Population vs. sample statistics

In many applications, especially in science and economics, you do not measure an entire population; you only have a sample. Using the population variance formula on a small sample tends to underestimate the true variability, which is why the denominator is adjusted from \(n\) to \(n-1\).

Use population formulas when you really have data for every element of the group you care about (for example, the exam scores of a small class).
Use sample formulas when your data are a subset of a larger population and you are trying to infer properties of the whole (for example, a survey sample in official statistics).

Coefficient of variation (CV)

The coefficient of variation measures relative variability: how large the standard deviation is compared to the mean.

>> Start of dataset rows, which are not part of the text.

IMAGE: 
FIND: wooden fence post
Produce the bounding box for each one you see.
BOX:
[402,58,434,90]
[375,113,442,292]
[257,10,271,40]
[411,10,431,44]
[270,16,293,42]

\[ \text{CV} = \frac{\text{standard deviation}}{\lvert \text{mean} \rvert} \times 100\% \]

CV is unitless and useful for comparing the variability of different datasets on different scales (for example, heights in centimeters vs. weights in kilograms).

FAQ – Using this statistics calculator

Can I include missing values or text in the input?

The calculator attempts to parse every token as a number. Tokens that cannot be interpreted as valid numbers are ignored and reported in a warning. This way, placeholders like “NA” or “missing” do not contaminate your numerical results.

Why do I get “not defined” for variance or standard deviation?

For sample statistics, variance and standard deviation use a denominator of \(n-1\). If you select “sample” and only provide one valid value, \(n-1 = 0\) and the quantity is not defined. In that case, switch to population statistics if it makes sense contextually, or add more observations.

Does this tool perform hypothesis tests or regression?

No. This page focuses on univariate descriptive statistics. For hypothesis testing (t-tests, ANOVA, chi-square) or modelling (linear/logistic regression, Bayesian inference), use the dedicated calculators in the statistics & probability section, many of which are linked in the sidebar.

How many decimal places should I keep?

In applied work, you usually match the precision of the raw data: if measurements are recorded to one decimal place, reporting summary statistics to two or three decimals is typically appropriate. The rounding selector lets you adjust this without changing the internal precision of the computations.